AccueilArchive

Une activiste indienne met fin à 16 ans de grève de la faim

Une activiste indienne met fin à 16 ans de grève de la faim

avatar

Par Kimberley Richards

Publié le

Irom Sharmila n’a pas mangé pendant 16 ans pour protester contre une loi qui donne l’immunité judiciaire aux militaires de sa région.
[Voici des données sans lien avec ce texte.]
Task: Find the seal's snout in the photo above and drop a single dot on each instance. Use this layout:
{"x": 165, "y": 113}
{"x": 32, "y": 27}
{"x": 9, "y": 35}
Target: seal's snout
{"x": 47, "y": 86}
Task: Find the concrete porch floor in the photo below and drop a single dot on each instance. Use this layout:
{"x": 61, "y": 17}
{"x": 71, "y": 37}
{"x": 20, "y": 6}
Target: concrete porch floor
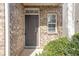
{"x": 30, "y": 52}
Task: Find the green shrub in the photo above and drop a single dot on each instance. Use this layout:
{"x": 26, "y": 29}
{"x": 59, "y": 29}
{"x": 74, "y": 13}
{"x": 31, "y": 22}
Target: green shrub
{"x": 74, "y": 45}
{"x": 62, "y": 47}
{"x": 56, "y": 47}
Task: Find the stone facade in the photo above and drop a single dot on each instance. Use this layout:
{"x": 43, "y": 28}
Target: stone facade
{"x": 2, "y": 29}
{"x": 17, "y": 26}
Elle a rompu son jeûne cette semaine.

À voir aussi sur Konbini

En 2000, dix personnes ont été assassinées par des soldats dans le village d’Irom Sharmila, dans le nord-est de l’État indien du Manipur. Protégés par la loi AFSPA (Armed Forces Special Powers Act) qui autorise les militaires à tirer sur les citoyens sans justification dans les zones dites “sensibles”, les responsables de la fusillade n’ont pas été poursuivis. Révoltée par la mort de ces innocents, celle que l’on surnomme la “dame de fer du Manipur” a alors débuté une grève de la faim pour protester contre l’AFSPA. Elle avait 28 ans.

Aujourd’hui âgée de 44 ans, c’est en larmes qu’elle a mis fin à son jeûne, en mangeant du miel devant des journalistes, le mardi 9 août. Elle a annoncé que sa décision ne mettait pas fin à sa lutte contre l’AFSPA puisqu’elle va se présenter aux prochaines élections :

“J’ai changé de stratégie. Certaines personnes pensent que c’est étrange de ma part de me lancer dans la politique. Ils disent que la politique est corrompue, mais notre société l’est aussi. Je veux me présenter contre le gouvernement. […] J’ai incarné la révolution. Je veux être Premier ministre désormais. Je n’ai pas de connaissances académiques de la politique. Mon niveau d’éducation est très bas. Tout ce que j’ai, je veux le mettre au service du bien, de la société.”

Chargement du twitt...

Traduction : “La première bouchée de nourriture d’Irom Sharmila en presque 16 ans.”

Depuis le début de sa grève de la faim, Irom Sharmila a régulièrement été arrêtée et poursuivie en justice pour tentative de suicide. Placée sous tutelle judiciaire dans une chambre d’hôpital de l’État du Manipur, elle a été nourrie de force par voie nasale, via un tube.

Des charges qu’elle a toujours combattues, comme lors d’une comparution devant un juge en 2013 :

“J’aime la vie. J’aime la vie. Je ne veux pas la perdre. Je veux juste la justice et la paix. Je proteste contre l’AFSPA. Si l’AFSPA est annulée je remangerais.”

Chargement du twitt...

Traduction : “Irom Sharmila met fin à 16 ans de grève de la faim aujourd’hui. Ma sculpture en sable sur la plage de Puri avec le message : ‘Nous saluons ta décision.'”

Depuis l’annonce de la fin de son jeûne le 26 juillet, sa décision a largement été commentée. Certains critiquent l’activiste et accuse sa relation avec son fiancé d’être la vraie raison de cet arrêt. Interrogé par le journal indien The Telegraph, son frère a aussi exprimé sa déception :

“Je ne suis pas heureux d’apprendre qu’elle arrête sa grève de la faim. Ce qui me déçoit le plus c’est qu’elle n’ait consulté aucun de nous, sa famille, avant de prendre cette importante décision. Je n’ai pas encore réussi à l’annoncer à ma mère parce que je ne sais pas comment elle va réagir, elle a toujours encouragé ma sœur à aller jusqu’au bout, jusqu’à ce que l’AFSPA soit abrogée.”

Chargement du twitt...

Traduction : “Ceux qui disent que Irom Sharmila aurait dû continuer son jeûne sont les bienvenus pour le continuer à sa place. Des intéressés ?”

Des soutiens ont en revanche exprimé leur gratitude pour l’héroïsme dont Irom Sharmila a fait preuve et l’attention internationale qu’elle a réussi à attirer sur l’AFSPA.

Chargement du twitt...

Traduction : “Une vraie héroïne de notre nation, Irom Sharmila, l’Inde est bénie d’avoir une guerrière comme toi.”

Pour Amnesty International Irom Sharmila est une “prisonnière d’opinion” :

“La décision d’Irom Sharmila de mettre un terme à sa grève de la faim donne à l’Inde une nouvelle chance d’ouvrir le dialogue et de reconnaître que l’AFSPA met le Manipur à la marge depuis plus de 35 ans.”

Un rapport, publié par l’ONG en 2015 pour les 25 ans de l’AFSPA dans l’État du Jammu-et-Cachemire, stipule qu’entre 1990 et 2011, 43 000 personnes ont été tuées par des militaires, dont plus de 13 000 civils.